Yesterday, I began a conversation with a stranger:
Me: “Do you draw?”
Man: “No, not really! But I do kind of scribble drawing with my kids. They find it kind of funny.”
Me: “Scribble drawing?”
Man: “It’s when you scribble randomly and try to make a picture from it.”
Me: “Show me?”
Mum and I were on our way back from London City Airport (love the place). We had spent the day in London for musical purposes. The evening was mainly happy, with the exception of losing my newspaper puzzles and leaving the Marks & Spencers Smoked Salmon, Mixed Nuts and Olive Bread in the hotel room. The worst combination to lose I believe. Not only was I hungry, but I could not finish my Sudokus!
I wailed to Mother about the loss of our treasures and then she bought a glass of crisps. (I can’t believe I just wrote that…) I mean, a glass of juice and some crisps. I tried to match the high quality Chemistry revision I had achieved earlier that day, but sadly failed.
Being a Friday, the plane was full and there was the shrieking baby who was yanked from his plane-chair climbing. Me, being an absolute pig, asked for a savoury as well as a sweet snack along with my juice. I decided to make the most of my time; I didn’t have anything apart from my pens and my paper. I ‘revised’ by method of scribbling-anything-you-can-remember-from-your-classes. Reflecting on what I was able to write down – not very much – I really need to revise more. I followed this by listening to my Mum’s light-hearted instructions or prompts: drawing really great pictures of little friends and animals. (I warn in advance that the Maths formulae may contain errors, but I refuse to check them.)
I don’t think I’ve ever been bored on a 55 minute flight, but on this occasion I was. As a result of this, I tried to subtly analyse who I was sitting next to. Tall, grey-haired male, in business suit with nice knitting in his white shirt, iPad, classy silver and black cufflinks, very nice nails(!) and I did not detect one, but I assumed that he might have been wearing expensive cologne of some brand. His actions revealed boredom: he switched on his iPad momentarily and then put it away, he looked around frequently, he flicked through the in-flight magazines at an astonishing speed.

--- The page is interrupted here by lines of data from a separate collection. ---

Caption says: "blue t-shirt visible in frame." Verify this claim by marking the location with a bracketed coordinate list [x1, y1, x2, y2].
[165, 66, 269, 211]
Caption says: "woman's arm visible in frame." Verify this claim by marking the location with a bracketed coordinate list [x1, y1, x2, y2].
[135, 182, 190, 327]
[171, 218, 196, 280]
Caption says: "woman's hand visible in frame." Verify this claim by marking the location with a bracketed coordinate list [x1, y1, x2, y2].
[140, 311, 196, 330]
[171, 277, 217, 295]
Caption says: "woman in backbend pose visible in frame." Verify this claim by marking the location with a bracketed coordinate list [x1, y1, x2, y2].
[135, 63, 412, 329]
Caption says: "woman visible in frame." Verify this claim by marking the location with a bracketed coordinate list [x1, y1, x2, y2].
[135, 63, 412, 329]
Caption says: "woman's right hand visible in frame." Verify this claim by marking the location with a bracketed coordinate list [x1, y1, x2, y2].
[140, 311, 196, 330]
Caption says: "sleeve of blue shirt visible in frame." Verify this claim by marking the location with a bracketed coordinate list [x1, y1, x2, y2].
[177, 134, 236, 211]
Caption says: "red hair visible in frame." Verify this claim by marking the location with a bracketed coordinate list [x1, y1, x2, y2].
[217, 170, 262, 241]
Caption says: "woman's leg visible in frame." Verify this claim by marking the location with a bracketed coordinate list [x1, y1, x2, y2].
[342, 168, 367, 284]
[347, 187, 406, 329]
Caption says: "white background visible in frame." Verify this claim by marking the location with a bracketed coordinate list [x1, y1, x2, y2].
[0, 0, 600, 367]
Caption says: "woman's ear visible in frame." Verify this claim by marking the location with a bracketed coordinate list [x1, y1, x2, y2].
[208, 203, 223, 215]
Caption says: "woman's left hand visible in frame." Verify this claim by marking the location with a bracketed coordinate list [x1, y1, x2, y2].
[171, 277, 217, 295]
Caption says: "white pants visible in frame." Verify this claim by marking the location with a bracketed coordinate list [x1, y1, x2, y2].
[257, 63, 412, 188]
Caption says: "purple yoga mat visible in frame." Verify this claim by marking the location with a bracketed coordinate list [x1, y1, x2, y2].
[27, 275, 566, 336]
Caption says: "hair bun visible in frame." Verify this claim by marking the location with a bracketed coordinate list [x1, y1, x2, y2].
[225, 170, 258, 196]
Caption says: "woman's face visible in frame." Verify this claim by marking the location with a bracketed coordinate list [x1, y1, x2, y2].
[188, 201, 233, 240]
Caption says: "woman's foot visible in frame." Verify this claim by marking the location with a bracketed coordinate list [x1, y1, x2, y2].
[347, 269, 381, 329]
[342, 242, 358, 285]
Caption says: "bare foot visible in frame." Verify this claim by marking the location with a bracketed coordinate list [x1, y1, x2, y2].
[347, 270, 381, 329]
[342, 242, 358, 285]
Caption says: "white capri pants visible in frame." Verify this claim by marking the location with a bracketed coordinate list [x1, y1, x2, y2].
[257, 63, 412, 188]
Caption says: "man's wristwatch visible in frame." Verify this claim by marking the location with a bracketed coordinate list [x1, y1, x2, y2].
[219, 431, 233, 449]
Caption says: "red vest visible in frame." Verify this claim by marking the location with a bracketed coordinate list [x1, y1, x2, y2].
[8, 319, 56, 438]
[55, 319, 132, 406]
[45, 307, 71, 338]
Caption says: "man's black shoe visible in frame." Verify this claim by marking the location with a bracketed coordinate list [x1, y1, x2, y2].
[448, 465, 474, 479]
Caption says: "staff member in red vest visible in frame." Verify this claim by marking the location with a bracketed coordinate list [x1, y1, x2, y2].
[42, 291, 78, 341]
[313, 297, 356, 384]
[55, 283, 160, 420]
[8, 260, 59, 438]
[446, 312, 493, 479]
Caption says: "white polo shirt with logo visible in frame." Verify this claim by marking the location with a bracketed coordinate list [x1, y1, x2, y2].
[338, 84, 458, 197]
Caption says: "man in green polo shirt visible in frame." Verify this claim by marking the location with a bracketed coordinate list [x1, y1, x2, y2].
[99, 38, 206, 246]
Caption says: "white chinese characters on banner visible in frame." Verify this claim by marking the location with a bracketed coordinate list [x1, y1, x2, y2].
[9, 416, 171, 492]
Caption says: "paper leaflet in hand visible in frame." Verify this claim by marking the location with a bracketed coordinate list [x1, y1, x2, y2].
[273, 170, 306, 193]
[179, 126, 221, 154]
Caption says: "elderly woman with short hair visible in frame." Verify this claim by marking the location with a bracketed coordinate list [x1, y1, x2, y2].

I felt like saying something to him. Mum and I ended up having 2 savoury snacks and 2 sweet snacks between us, so I said to him,
“Would you like some more?”
“You’re very kind! [didn’t take any]”
Then there was an interval of plane-engine.
The following probably wouldn’t have happened without my Mum. We talk in Mandarin in public places. She suggested that I ask the gentleman beside me whether or not he could draw. I waited for suitable moment before asking and the conversation began as shown at the top of this post.
The man was very polite, quite possibly the loveliest man I have ever met at a first encounter. He chose the black pen from my (best stationary purchase ever) coloured felt-tip pen set and flicked to the back page of my Puka-pad notebook. He scribbled fluidly. He observed what he had created. He viewed the scribble from different angles by rotating the notebook. He re-instated lines in which he visualized an image. He shaded a few areas and then presented this as the final piece:
At first, I couldn’t make out the image because of the other ‘distracting’ parts of the scribble. But then, I saw it. I never thought I’d be so impressed or amazed by that kind of thing, but it was wonderful. Everyone in the world is artistic even if they appear to be a stereotypical serious, business affairs sort of man. He drew another two:
As he was analysing a scribble, I silently picked out shapes that I would create as my image. They were never the same as his.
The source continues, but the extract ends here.